Ben Susuyorum Anne
Ben susuyorum anne, Ben susuyorum artık,
Sesim kısıldı sağır dünyaya hakikati anlatmaya çalışırken.
Ben susuyorum anne,
Bırak aramızda olmayan vahdet konuşsun,
Bırak özgürlüğe adanmışlar konuşsun,
Bırak asla unutulmayacakların
kollarına yazdıkları mürekkepler konuşsun,
Bırak Müslümanları katleden zalimlerin
Müslüman dolarları konuşsun,
Bırak Mısır konuşsun, bırak Filistin haykırsın,
Suriye bağırsın, Türkiye haykırsın Rabbime bu zulmü.

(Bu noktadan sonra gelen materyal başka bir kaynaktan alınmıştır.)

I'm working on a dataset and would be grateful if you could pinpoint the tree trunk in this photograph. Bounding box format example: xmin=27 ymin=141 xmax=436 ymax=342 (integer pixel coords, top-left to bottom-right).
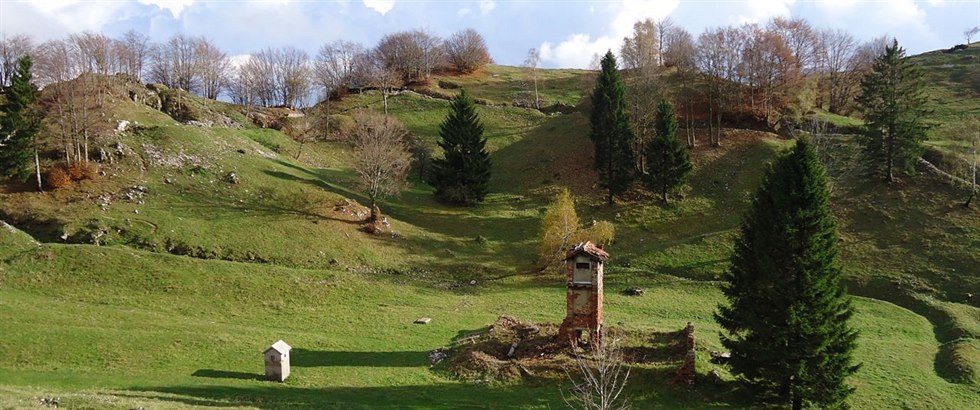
xmin=534 ymin=71 xmax=541 ymax=110
xmin=885 ymin=126 xmax=895 ymax=182
xmin=381 ymin=89 xmax=388 ymax=119
xmin=82 ymin=127 xmax=88 ymax=164
xmin=34 ymin=146 xmax=44 ymax=192
xmin=963 ymin=137 xmax=978 ymax=208
xmin=293 ymin=139 xmax=306 ymax=161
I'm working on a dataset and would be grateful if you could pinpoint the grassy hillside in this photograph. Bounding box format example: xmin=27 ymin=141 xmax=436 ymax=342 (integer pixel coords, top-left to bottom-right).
xmin=0 ymin=59 xmax=980 ymax=409
xmin=0 ymin=245 xmax=976 ymax=408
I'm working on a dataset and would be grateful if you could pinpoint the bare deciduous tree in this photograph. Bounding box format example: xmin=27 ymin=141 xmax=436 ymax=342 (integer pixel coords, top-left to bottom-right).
xmin=115 ymin=30 xmax=150 ymax=81
xmin=664 ymin=27 xmax=698 ymax=147
xmin=68 ymin=32 xmax=116 ymax=75
xmin=375 ymin=30 xmax=443 ymax=82
xmin=273 ymin=47 xmax=312 ymax=107
xmin=369 ymin=48 xmax=402 ymax=118
xmin=818 ymin=29 xmax=857 ymax=114
xmin=194 ymin=37 xmax=231 ymax=100
xmin=619 ymin=19 xmax=660 ymax=70
xmin=963 ymin=26 xmax=980 ymax=45
xmin=562 ymin=332 xmax=630 ymax=410
xmin=443 ymin=28 xmax=490 ymax=73
xmin=766 ymin=17 xmax=819 ymax=73
xmin=349 ymin=111 xmax=412 ymax=222
xmin=740 ymin=26 xmax=802 ymax=125
xmin=149 ymin=34 xmax=200 ymax=92
xmin=524 ymin=48 xmax=541 ymax=110
xmin=0 ymin=34 xmax=34 ymax=87
xmin=695 ymin=26 xmax=745 ymax=146
xmin=314 ymin=40 xmax=369 ymax=93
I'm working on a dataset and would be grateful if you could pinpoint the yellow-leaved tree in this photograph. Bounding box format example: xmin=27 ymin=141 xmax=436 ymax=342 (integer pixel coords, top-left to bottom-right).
xmin=538 ymin=188 xmax=616 ymax=271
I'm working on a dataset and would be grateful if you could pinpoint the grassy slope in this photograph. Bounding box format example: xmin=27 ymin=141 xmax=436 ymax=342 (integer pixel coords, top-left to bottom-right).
xmin=912 ymin=43 xmax=980 ymax=163
xmin=0 ymin=245 xmax=976 ymax=408
xmin=0 ymin=62 xmax=980 ymax=408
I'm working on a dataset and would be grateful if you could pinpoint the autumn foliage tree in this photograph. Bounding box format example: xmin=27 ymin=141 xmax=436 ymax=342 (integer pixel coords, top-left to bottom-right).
xmin=538 ymin=188 xmax=616 ymax=271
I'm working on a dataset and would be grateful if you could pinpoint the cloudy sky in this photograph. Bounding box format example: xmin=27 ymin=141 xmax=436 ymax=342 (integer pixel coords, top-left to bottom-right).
xmin=0 ymin=0 xmax=980 ymax=67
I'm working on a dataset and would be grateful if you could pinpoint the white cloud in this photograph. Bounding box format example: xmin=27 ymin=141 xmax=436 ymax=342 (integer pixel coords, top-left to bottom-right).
xmin=540 ymin=33 xmax=620 ymax=68
xmin=139 ymin=0 xmax=197 ymax=18
xmin=480 ymin=0 xmax=497 ymax=15
xmin=737 ymin=0 xmax=796 ymax=23
xmin=361 ymin=0 xmax=395 ymax=16
xmin=540 ymin=0 xmax=680 ymax=68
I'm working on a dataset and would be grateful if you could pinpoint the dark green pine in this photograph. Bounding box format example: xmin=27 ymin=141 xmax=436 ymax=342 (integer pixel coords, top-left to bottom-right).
xmin=857 ymin=41 xmax=929 ymax=182
xmin=0 ymin=55 xmax=40 ymax=182
xmin=715 ymin=139 xmax=858 ymax=408
xmin=429 ymin=89 xmax=491 ymax=205
xmin=589 ymin=51 xmax=636 ymax=203
xmin=643 ymin=101 xmax=694 ymax=203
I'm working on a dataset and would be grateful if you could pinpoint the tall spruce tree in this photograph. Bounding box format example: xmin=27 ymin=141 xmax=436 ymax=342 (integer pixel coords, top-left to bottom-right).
xmin=643 ymin=100 xmax=694 ymax=203
xmin=857 ymin=40 xmax=929 ymax=182
xmin=589 ymin=51 xmax=636 ymax=204
xmin=429 ymin=89 xmax=490 ymax=205
xmin=0 ymin=55 xmax=41 ymax=190
xmin=715 ymin=139 xmax=858 ymax=409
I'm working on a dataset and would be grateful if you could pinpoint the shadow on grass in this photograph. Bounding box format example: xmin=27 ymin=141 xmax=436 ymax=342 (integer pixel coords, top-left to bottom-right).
xmin=191 ymin=369 xmax=265 ymax=380
xmin=122 ymin=382 xmax=562 ymax=409
xmin=290 ymin=349 xmax=429 ymax=367
xmin=263 ymin=160 xmax=538 ymax=278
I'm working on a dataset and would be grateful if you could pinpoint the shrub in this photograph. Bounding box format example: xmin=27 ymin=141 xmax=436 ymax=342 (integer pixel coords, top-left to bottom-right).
xmin=68 ymin=162 xmax=99 ymax=181
xmin=47 ymin=165 xmax=71 ymax=189
xmin=439 ymin=80 xmax=459 ymax=90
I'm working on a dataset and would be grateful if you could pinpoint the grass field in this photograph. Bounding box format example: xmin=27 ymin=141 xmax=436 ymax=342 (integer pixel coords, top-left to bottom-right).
xmin=0 ymin=59 xmax=980 ymax=409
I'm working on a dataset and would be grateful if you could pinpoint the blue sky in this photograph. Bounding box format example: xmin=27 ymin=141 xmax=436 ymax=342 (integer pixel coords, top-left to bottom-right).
xmin=0 ymin=0 xmax=980 ymax=67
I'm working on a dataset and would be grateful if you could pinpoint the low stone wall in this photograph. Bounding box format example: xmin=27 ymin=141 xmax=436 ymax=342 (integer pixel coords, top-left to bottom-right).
xmin=674 ymin=322 xmax=696 ymax=387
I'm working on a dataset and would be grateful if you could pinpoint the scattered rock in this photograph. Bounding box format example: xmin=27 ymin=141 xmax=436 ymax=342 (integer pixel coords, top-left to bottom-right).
xmin=429 ymin=348 xmax=447 ymax=366
xmin=708 ymin=369 xmax=725 ymax=386
xmin=711 ymin=352 xmax=732 ymax=364
xmin=221 ymin=171 xmax=241 ymax=185
xmin=122 ymin=185 xmax=149 ymax=203
xmin=623 ymin=287 xmax=646 ymax=296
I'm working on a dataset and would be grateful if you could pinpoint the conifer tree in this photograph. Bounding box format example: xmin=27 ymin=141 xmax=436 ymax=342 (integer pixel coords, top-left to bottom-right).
xmin=0 ymin=55 xmax=41 ymax=191
xmin=857 ymin=40 xmax=929 ymax=182
xmin=715 ymin=139 xmax=858 ymax=409
xmin=429 ymin=89 xmax=490 ymax=205
xmin=589 ymin=51 xmax=636 ymax=204
xmin=643 ymin=100 xmax=693 ymax=203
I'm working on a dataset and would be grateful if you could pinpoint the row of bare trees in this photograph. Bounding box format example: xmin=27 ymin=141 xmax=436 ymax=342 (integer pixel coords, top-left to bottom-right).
xmin=620 ymin=17 xmax=887 ymax=149
xmin=0 ymin=29 xmax=491 ymax=110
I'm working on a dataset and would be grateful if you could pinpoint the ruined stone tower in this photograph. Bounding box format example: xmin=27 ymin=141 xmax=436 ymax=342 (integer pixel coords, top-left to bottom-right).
xmin=558 ymin=242 xmax=609 ymax=343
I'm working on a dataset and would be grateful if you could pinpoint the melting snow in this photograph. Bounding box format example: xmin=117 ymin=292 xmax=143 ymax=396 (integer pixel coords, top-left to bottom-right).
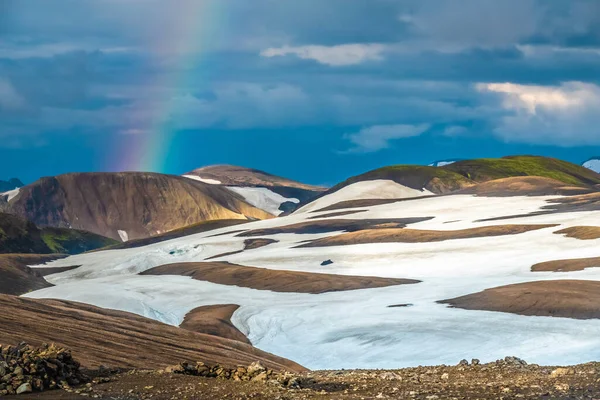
xmin=296 ymin=179 xmax=433 ymax=213
xmin=117 ymin=230 xmax=129 ymax=242
xmin=27 ymin=193 xmax=600 ymax=369
xmin=583 ymin=158 xmax=600 ymax=173
xmin=0 ymin=188 xmax=21 ymax=201
xmin=183 ymin=175 xmax=221 ymax=185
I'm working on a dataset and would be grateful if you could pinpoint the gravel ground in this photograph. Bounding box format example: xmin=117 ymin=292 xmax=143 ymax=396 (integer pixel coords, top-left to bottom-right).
xmin=7 ymin=358 xmax=600 ymax=400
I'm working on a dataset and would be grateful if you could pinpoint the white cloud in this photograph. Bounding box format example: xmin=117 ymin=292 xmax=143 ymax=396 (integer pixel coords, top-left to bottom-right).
xmin=345 ymin=124 xmax=430 ymax=153
xmin=0 ymin=79 xmax=25 ymax=111
xmin=260 ymin=43 xmax=386 ymax=67
xmin=476 ymin=82 xmax=600 ymax=146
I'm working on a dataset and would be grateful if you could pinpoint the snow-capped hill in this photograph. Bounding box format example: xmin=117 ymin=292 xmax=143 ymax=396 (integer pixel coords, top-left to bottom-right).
xmin=582 ymin=157 xmax=600 ymax=173
xmin=297 ymin=179 xmax=433 ymax=213
xmin=429 ymin=160 xmax=460 ymax=167
xmin=183 ymin=165 xmax=326 ymax=216
xmin=227 ymin=186 xmax=300 ymax=216
xmin=0 ymin=178 xmax=25 ymax=193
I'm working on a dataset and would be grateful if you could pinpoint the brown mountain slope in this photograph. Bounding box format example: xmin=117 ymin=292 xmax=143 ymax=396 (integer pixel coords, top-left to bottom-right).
xmin=140 ymin=261 xmax=419 ymax=294
xmin=0 ymin=212 xmax=117 ymax=254
xmin=0 ymin=295 xmax=304 ymax=371
xmin=8 ymin=172 xmax=272 ymax=239
xmin=440 ymin=280 xmax=600 ymax=319
xmin=185 ymin=165 xmax=325 ymax=191
xmin=0 ymin=254 xmax=65 ymax=296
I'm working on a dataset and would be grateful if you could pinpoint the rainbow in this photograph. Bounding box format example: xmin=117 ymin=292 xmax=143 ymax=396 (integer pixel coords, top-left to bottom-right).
xmin=106 ymin=0 xmax=224 ymax=172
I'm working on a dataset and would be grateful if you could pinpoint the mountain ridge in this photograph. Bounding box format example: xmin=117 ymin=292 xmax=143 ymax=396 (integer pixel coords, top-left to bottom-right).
xmin=4 ymin=172 xmax=272 ymax=240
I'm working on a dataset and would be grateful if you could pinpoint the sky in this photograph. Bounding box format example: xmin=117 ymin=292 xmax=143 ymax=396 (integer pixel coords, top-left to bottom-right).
xmin=0 ymin=0 xmax=600 ymax=185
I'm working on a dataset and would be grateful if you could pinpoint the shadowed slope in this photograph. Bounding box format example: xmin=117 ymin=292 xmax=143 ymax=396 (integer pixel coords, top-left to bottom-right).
xmin=102 ymin=219 xmax=250 ymax=250
xmin=140 ymin=262 xmax=419 ymax=294
xmin=531 ymin=257 xmax=600 ymax=272
xmin=179 ymin=304 xmax=252 ymax=344
xmin=440 ymin=280 xmax=600 ymax=319
xmin=0 ymin=295 xmax=303 ymax=371
xmin=456 ymin=176 xmax=592 ymax=197
xmin=554 ymin=226 xmax=600 ymax=240
xmin=0 ymin=254 xmax=65 ymax=296
xmin=8 ymin=172 xmax=272 ymax=240
xmin=237 ymin=217 xmax=433 ymax=237
xmin=298 ymin=225 xmax=556 ymax=248
xmin=440 ymin=156 xmax=600 ymax=186
xmin=0 ymin=213 xmax=116 ymax=254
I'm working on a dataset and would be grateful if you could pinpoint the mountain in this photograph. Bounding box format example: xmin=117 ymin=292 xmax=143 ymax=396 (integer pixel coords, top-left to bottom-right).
xmin=429 ymin=160 xmax=461 ymax=167
xmin=0 ymin=178 xmax=25 ymax=201
xmin=183 ymin=165 xmax=326 ymax=216
xmin=0 ymin=213 xmax=117 ymax=254
xmin=442 ymin=156 xmax=600 ymax=186
xmin=582 ymin=157 xmax=600 ymax=173
xmin=0 ymin=178 xmax=25 ymax=193
xmin=4 ymin=172 xmax=272 ymax=241
xmin=299 ymin=156 xmax=600 ymax=211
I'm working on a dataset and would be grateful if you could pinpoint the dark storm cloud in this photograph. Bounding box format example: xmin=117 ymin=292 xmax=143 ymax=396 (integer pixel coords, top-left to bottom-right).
xmin=0 ymin=0 xmax=600 ymax=155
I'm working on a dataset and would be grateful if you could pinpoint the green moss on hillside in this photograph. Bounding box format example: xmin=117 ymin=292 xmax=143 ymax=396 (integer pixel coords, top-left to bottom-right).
xmin=327 ymin=165 xmax=474 ymax=193
xmin=42 ymin=228 xmax=118 ymax=254
xmin=0 ymin=213 xmax=117 ymax=254
xmin=439 ymin=156 xmax=600 ymax=186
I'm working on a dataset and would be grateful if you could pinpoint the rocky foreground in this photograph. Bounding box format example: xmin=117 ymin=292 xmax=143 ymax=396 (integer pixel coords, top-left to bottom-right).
xmin=0 ymin=346 xmax=600 ymax=400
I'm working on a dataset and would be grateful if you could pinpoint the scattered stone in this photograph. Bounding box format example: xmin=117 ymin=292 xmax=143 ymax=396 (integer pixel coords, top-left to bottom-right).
xmin=496 ymin=357 xmax=527 ymax=368
xmin=0 ymin=343 xmax=89 ymax=395
xmin=17 ymin=383 xmax=33 ymax=394
xmin=550 ymin=368 xmax=573 ymax=378
xmin=164 ymin=361 xmax=314 ymax=389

Ben susuyorum anne, Bana söz düşmüyor
Artık Rabiat-ül Adeviyye konuşsun,
Direnen milyonlar konuşsun,
Tutuklanan yüzbinler konuşsun,
Şehid edilen binler konuşsun
Kan ile sulanmış körpe bedenler konuşsun,
Esmanın bedenindeki mermiler konuşsun,
Vade şiirindeki harfler, kelimeler haykırsın,
Sabah namazında şehid olanların seccadeleri konuşsun,
Düğününe bir hafta kala şehid düşen genç münacat etsin
Buna dayanamayan babanın duran kalbi konuşsun,
Bırak yalancı despotların diktatörlerin
Demokratların olmayan demokrasileri konuşsun.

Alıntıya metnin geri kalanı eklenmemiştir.